Preventive aerobic training preserves sympathovagal function and improves DNA repair capacity of peripheral blood mononuclear cells in rats with cardiomyopathy

• Published in: Scientific reports Vol. 12; no. 1; p. 6422
• Main Authors: Ghignatti, Paola Victória da Costa, Russo, Mariana Kras Borges, Becker, Tiago, Guecheva, Temenouga Nikolova, Teixeira, Luciele Varaschini, Lehnen, Alexandre Machado, Schaun, Maximiliano Isoppo, Leguisamo, Natalia Motta
• Format: Journal Article
• Language: English
• Published: England Nature Publishing Group 19.04.2022; Nature Publishing Group UK; Nature Portfolio
• Subjects: Aerobic capacity; Aerobics; Animal models; Animals; Bioassays; Calcium-binding protein; Cannulation; Cardiac function; Cardiomyopathies - chemically induced; Cardiomyopathy; Comet assay; Deoxyribonucleic acid; DNA; DNA damage; DNA Repair; Doxorubicin; Doxorubicin - pharmacology; Echocardiography; Exercise; Fitness training programs; Heart rate; Leukocytes, Mononuclear; Male; Peripheral blood mononuclear cells; Physical Conditioning, Animal; Physical fitness; Physical training; Rats; Rats, Inbred WKY; Troponin; Troponin T
• ISSN: 2045-2322; 2045-2322
• DOI: 10.1038/s41598-022-09361-z

To evaluate the effect of preventive aerobic exercise training on sympathovagal function, cardiac function, and DNA repair capacity in a preclinical model of doxorubicin (DOX)-induced cardiomyopathy.

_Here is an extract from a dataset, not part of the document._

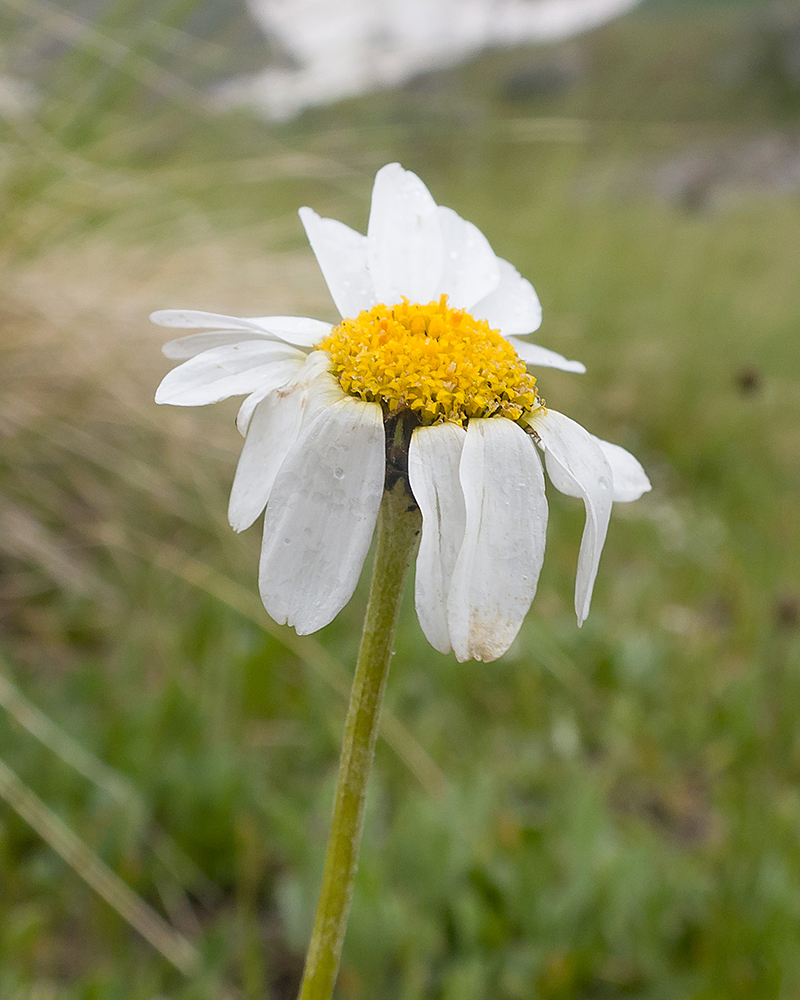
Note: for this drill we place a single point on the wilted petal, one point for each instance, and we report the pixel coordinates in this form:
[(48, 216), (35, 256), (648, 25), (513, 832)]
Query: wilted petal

Forty male Wistar-Kyoto rats were allocated into four groups (n = 10/group): D (DOX-treated) and C (controls) remained sedentary, and DT (DOX-trained) and CT (control-trained) performed aerobic training 4 days/week, during 4 weeks before exposure to DOX (4 mg/kg/week during 4 weeks) or saline solution. We evaluated cardiac function (echocardiography), hemodynamic and sympathovagal modulation (artery-femoral cannulation), cardiac troponin T levels, and DNA repair capacity (comet assay). Exercise training preserved ejection fraction (D: - 14.44% vs. DT: - 1.05%, p < 0.001), fractional shortening (D: - 8.96% vs. DT: - 0.27%, p = 0.025) and troponin T levels (D: 6.4 ± 3.6 vs. DT: 2.8 ± 1.7 ng/mL, p = 0.010). DOX increased heart rate variability (C: 27.7 ± 7.9 vs. D: 7.5 ± 2.2 ms , p < 0.001) and induced sympathovagal dysfunction (LF/HF, C: 0.37 ± 0.15 vs. D: 0.15 ± 0.15, p = 0.036) through exacerbation of sympathetic function (LF, C: 0.22 ± 0.01 vs. D: 0.48 ± 0.24 Hz, p = 0.019). Peripheral mononuclear blood cells of DT animals presented lower residual DNA damage (D: 43.4 ± 8.4% vs. DT: 26 ± 3.4%, p = 0.003 after 1 h). Cardioprotective effects of preventive aerobic exercise training are mediated by preservation of sympathovagal function and improvement of DNA repair capacity of peripheral blood mononuclear cells.